The numbers that divide 273 evenly are known as factors of 273.

A factor of 273 is a number that divides the number without remainder.

The factors of 273 are 1, 3, 7, 13, 21, 39, 91, and 273.

Negative factors of 273: -1, -3, -7, -13, -21, -39, -91, and -273.

Prime factors of 273: 3, 7, and 13.

Prime factorization of 273: 3 × 7 × 13.

The sum of factors of 273: 1 + 3 + 7 + 13 + 21 + 39 + 91 + 273 = 448

Factors can be found using different methods. Mentioned below are some commonly used methods:

• Finding factors using multiplication
  
   
• Finding factors using division method
  
   
• Prime factors and prime factorization

To find factors using multiplication, we need to identify the pairs of numbers that multiply to give 273. Identifying the numbers which are multiplied to get the number 273 is the multiplication method.

Step 1: Multiply 273 by 1, 273 × 1 = 273.

Step 2: Check for other numbers that give 273 after multiplying 3 × 91 = 273 7 × 39 = 273 13 × 21 = 273

Therefore, the positive factor pairs of 273 are: (1, 273), (3, 91), (7, 39), (13, 21).

All these factor pairs result in 273.

For every positive factor, there is a negative factor.

Dividing the given numbers with the whole numbers until the remainder becomes zero and listing out the numbers which result as whole numbers as factors. Factors can be calculated by following a simple division method

Step 1: Divide 273 by 1, 273 ÷ 1 = 273.

Step 2: Continue dividing 273 by the numbers until the remainder becomes 0.

273 ÷ 1 = 273

273 ÷ 3 = 91

273 ÷ 7 = 39

273 ÷ 13 = 21

Therefore, the factors of 273 are: 1, 3, 7, 13, 21, 39, 91, 273.

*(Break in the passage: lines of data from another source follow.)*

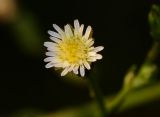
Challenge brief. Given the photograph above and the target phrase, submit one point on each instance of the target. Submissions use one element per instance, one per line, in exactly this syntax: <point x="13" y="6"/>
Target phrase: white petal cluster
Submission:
<point x="71" y="50"/>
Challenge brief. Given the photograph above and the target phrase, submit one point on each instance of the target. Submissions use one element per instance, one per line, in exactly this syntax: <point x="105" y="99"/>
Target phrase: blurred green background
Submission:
<point x="25" y="85"/>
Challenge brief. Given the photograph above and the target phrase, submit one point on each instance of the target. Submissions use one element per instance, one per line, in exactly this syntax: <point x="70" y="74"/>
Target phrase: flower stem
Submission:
<point x="98" y="95"/>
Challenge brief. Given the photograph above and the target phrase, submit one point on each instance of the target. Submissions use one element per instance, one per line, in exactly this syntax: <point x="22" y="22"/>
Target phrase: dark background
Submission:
<point x="121" y="26"/>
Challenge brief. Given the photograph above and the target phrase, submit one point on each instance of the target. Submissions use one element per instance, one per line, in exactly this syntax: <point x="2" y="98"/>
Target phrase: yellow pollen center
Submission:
<point x="73" y="50"/>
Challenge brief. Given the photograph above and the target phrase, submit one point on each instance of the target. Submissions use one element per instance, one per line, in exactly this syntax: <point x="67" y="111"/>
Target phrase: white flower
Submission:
<point x="71" y="50"/>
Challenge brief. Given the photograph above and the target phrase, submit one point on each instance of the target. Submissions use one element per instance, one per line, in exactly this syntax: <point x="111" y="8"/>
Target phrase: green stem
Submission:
<point x="98" y="95"/>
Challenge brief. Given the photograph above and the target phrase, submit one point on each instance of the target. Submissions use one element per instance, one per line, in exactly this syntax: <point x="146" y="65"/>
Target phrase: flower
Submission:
<point x="71" y="50"/>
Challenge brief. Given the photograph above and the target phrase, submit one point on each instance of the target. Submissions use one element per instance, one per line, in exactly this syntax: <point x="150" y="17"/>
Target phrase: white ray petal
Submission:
<point x="81" y="30"/>
<point x="91" y="59"/>
<point x="97" y="49"/>
<point x="98" y="56"/>
<point x="86" y="64"/>
<point x="58" y="29"/>
<point x="65" y="64"/>
<point x="58" y="64"/>
<point x="87" y="33"/>
<point x="82" y="71"/>
<point x="71" y="68"/>
<point x="65" y="71"/>
<point x="49" y="65"/>
<point x="49" y="44"/>
<point x="75" y="69"/>
<point x="57" y="40"/>
<point x="54" y="34"/>
<point x="48" y="59"/>
<point x="51" y="54"/>
<point x="92" y="53"/>
<point x="76" y="25"/>
<point x="68" y="31"/>
<point x="91" y="43"/>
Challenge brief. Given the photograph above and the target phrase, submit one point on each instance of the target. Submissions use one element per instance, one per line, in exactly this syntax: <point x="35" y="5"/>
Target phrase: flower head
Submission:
<point x="71" y="50"/>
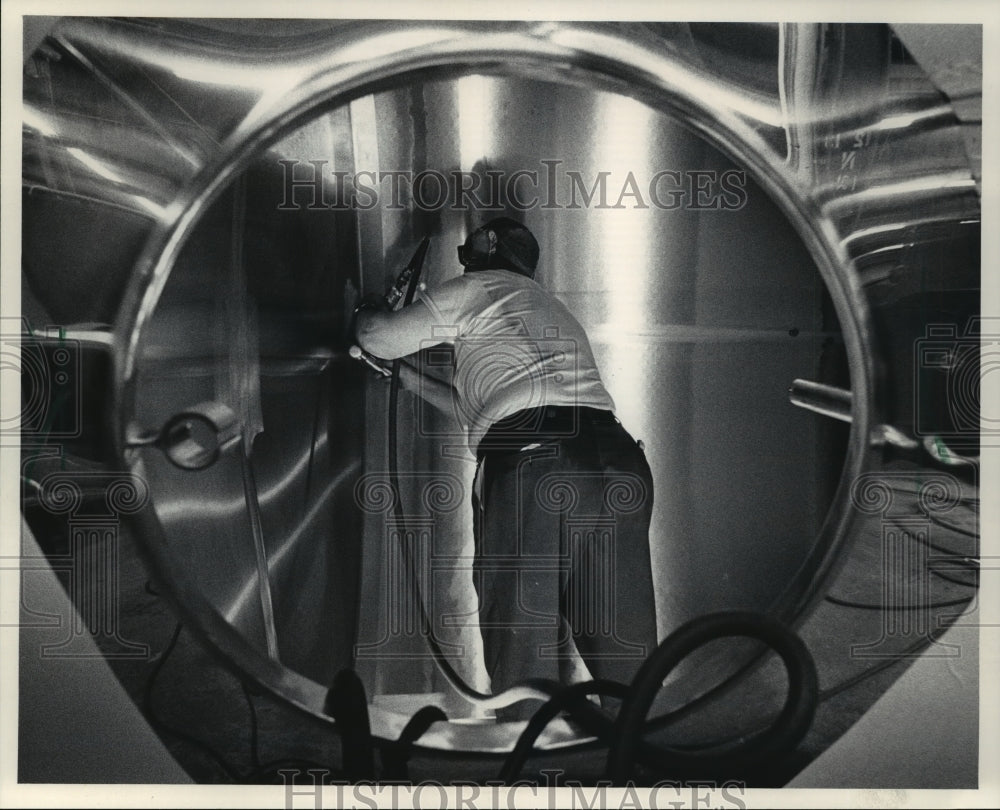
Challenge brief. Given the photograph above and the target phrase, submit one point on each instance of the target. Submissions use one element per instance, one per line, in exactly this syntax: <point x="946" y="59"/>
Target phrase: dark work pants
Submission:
<point x="562" y="550"/>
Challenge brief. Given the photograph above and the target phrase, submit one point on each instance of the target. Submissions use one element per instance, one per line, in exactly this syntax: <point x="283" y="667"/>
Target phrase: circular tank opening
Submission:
<point x="700" y="299"/>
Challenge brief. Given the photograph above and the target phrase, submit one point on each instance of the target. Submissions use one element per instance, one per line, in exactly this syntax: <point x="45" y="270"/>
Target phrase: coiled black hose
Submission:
<point x="784" y="734"/>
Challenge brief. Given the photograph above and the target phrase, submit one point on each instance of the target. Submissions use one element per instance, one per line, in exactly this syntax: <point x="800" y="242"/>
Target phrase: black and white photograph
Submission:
<point x="499" y="406"/>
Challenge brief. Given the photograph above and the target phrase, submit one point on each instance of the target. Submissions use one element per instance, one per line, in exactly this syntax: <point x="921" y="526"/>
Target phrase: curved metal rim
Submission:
<point x="654" y="78"/>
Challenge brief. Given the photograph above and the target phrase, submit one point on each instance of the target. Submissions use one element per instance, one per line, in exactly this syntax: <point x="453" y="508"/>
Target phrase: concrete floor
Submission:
<point x="218" y="732"/>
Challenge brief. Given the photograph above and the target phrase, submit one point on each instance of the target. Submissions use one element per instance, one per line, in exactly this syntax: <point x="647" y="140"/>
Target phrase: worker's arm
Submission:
<point x="429" y="388"/>
<point x="390" y="335"/>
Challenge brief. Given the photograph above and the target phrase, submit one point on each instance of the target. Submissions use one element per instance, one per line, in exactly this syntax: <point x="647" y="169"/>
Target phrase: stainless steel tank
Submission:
<point x="206" y="180"/>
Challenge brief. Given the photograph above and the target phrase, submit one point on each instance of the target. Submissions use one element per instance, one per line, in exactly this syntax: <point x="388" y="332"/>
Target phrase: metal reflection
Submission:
<point x="144" y="127"/>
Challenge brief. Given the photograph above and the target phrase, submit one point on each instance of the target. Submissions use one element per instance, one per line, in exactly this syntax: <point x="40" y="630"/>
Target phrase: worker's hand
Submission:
<point x="371" y="301"/>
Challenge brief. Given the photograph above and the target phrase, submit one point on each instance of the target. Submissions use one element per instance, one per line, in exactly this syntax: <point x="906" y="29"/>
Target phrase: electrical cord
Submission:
<point x="259" y="772"/>
<point x="882" y="665"/>
<point x="254" y="730"/>
<point x="952" y="527"/>
<point x="961" y="559"/>
<point x="160" y="725"/>
<point x="947" y="578"/>
<point x="835" y="600"/>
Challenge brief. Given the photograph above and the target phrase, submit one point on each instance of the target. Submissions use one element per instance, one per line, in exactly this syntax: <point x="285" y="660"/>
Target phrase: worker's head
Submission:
<point x="500" y="244"/>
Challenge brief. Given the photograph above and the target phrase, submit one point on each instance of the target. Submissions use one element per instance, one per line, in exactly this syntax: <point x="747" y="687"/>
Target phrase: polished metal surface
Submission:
<point x="159" y="145"/>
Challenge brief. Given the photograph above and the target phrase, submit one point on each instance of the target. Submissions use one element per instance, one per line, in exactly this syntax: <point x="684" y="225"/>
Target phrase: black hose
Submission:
<point x="787" y="730"/>
<point x="396" y="755"/>
<point x="561" y="701"/>
<point x="347" y="705"/>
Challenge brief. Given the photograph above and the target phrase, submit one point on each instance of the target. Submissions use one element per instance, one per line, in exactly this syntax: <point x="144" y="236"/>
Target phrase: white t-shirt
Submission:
<point x="516" y="346"/>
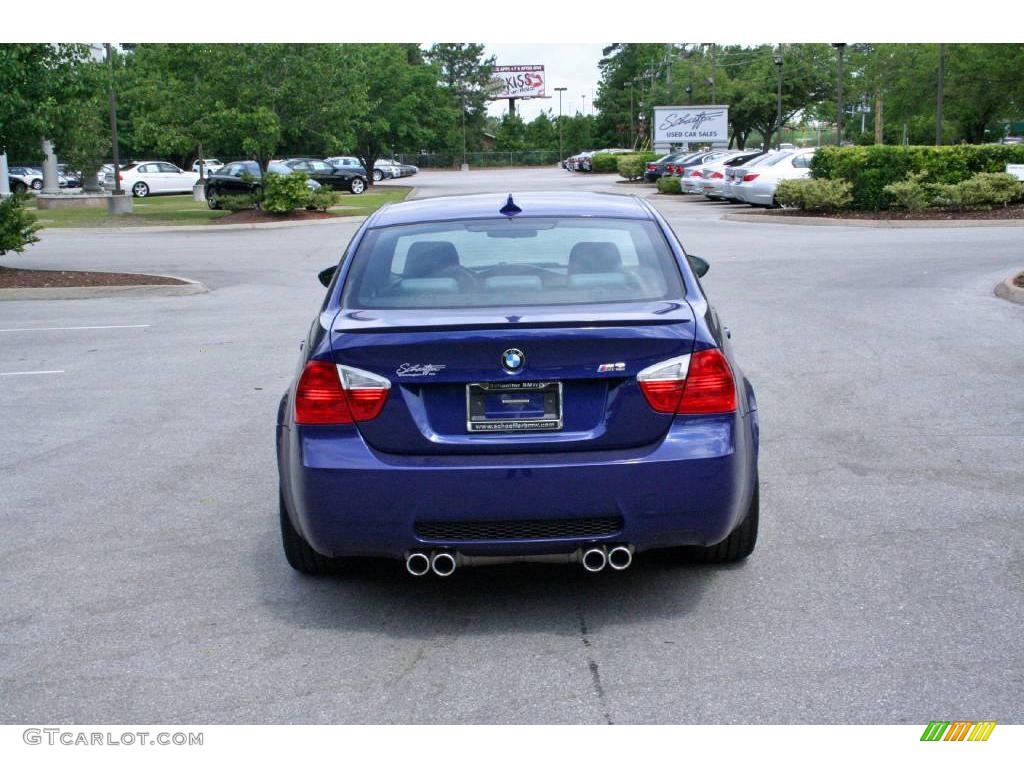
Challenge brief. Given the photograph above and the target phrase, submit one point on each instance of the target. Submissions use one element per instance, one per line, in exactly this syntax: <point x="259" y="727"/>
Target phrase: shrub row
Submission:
<point x="670" y="185"/>
<point x="283" y="194"/>
<point x="605" y="162"/>
<point x="980" y="190"/>
<point x="870" y="169"/>
<point x="814" y="195"/>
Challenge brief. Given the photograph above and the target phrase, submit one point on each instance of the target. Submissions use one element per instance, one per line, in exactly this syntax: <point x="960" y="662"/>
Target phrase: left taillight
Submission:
<point x="338" y="394"/>
<point x="691" y="384"/>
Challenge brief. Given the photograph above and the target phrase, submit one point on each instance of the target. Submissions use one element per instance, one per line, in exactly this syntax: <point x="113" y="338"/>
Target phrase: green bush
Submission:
<point x="814" y="195"/>
<point x="910" y="194"/>
<point x="283" y="194"/>
<point x="323" y="199"/>
<point x="981" y="190"/>
<point x="670" y="185"/>
<point x="870" y="169"/>
<point x="790" y="193"/>
<point x="236" y="202"/>
<point x="631" y="166"/>
<point x="604" y="162"/>
<point x="17" y="226"/>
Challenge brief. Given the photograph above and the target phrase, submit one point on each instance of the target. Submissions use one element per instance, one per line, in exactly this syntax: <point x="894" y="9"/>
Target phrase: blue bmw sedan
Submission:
<point x="528" y="377"/>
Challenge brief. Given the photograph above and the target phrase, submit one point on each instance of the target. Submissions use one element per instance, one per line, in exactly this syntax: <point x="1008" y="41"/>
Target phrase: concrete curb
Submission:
<point x="78" y="230"/>
<point x="190" y="288"/>
<point x="762" y="218"/>
<point x="1007" y="290"/>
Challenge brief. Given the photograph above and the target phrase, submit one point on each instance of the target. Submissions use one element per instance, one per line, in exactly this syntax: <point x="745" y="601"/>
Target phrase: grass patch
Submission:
<point x="181" y="209"/>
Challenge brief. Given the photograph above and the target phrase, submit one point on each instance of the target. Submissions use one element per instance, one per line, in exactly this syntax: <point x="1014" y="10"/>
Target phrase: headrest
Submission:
<point x="426" y="259"/>
<point x="594" y="257"/>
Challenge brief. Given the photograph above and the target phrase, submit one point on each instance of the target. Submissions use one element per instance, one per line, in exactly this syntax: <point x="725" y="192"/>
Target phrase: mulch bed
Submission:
<point x="255" y="216"/>
<point x="929" y="214"/>
<point x="12" y="278"/>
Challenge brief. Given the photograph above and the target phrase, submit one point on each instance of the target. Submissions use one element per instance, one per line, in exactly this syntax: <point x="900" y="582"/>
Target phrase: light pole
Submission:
<point x="633" y="135"/>
<point x="840" y="48"/>
<point x="560" y="91"/>
<point x="465" y="165"/>
<point x="777" y="58"/>
<point x="939" y="94"/>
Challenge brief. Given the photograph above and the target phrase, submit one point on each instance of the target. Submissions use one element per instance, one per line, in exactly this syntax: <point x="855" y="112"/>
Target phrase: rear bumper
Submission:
<point x="347" y="499"/>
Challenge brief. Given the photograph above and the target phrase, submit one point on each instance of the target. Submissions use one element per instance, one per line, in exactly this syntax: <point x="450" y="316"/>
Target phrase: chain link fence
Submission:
<point x="481" y="159"/>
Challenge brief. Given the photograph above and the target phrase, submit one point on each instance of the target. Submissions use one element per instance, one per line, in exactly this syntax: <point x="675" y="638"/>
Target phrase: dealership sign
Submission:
<point x="519" y="82"/>
<point x="677" y="125"/>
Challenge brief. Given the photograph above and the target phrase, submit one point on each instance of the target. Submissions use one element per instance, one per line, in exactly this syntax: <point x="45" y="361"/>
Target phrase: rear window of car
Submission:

The factors can be found by dividing it with a prime number. We can find the prime factors using the following methods:

• Using prime factorization
• Using factor tree

Using Prime Factorization: In this process, prime factors of 273 divide the number to break it down in the multiplication form of prime factors till the remainder becomes 1.

273 ÷ 3 = 91

91 ÷ 7 = 13

13 ÷ 13 = 1

The prime factors of 273 are 3, 7, and 13.

The prime factorization of 273 is: 3 × 7 × 13.

The factor tree is the graphical representation of breaking down any number into prime factors. The following step shows -

Step 1: Firstly, 273 is divided by 3 to get 91.

Step 2: Now divide 91 by 7 to get 13.

Step 3: Divide 13 by 13 to get 1.

Here, 13 is the smallest prime number, that cannot be divided anymore. So, the prime factorization of 273 is: 3 × 7 × 13.

Factor Pairs Two numbers that are multiplied to give a specific number are called factor pairs. Both positive and negative factors constitute factor pairs.

Positive factor pairs of 273: (1, 273), (3, 91), (7, 39), and (13, 21).

Negative factor pairs of 273: (-1, -273), (-3, -91), (-7, -39), and (-13, -21).

• Factors: The numbers that divide the given number without leaving a remainder are called factors. For example, the factors of 273 are 1, 3, 7, 13, 21, 39, 91, and 273.
  
   
• Prime Factors: The factors which are prime numbers. For example, 3, 7, and 13 are prime factors of 273.
  
   
• Factor Pairs: Two numbers in a pair that are multiplied to give the original number are called factor pairs. For example, the factor pairs of 273 are (1, 273), (3, 91), etc.
  
   
• Prime Factorization: The process of expressing a number as the product of its prime factors. For example, the prime factorization of 273 is 3 × 7 × 13.
  
   
• Negative factors: Factors that are negative numbers, which also divide the original number evenly without a remainder. For example, the negative factors of 273 are -1, -3, -7, etc.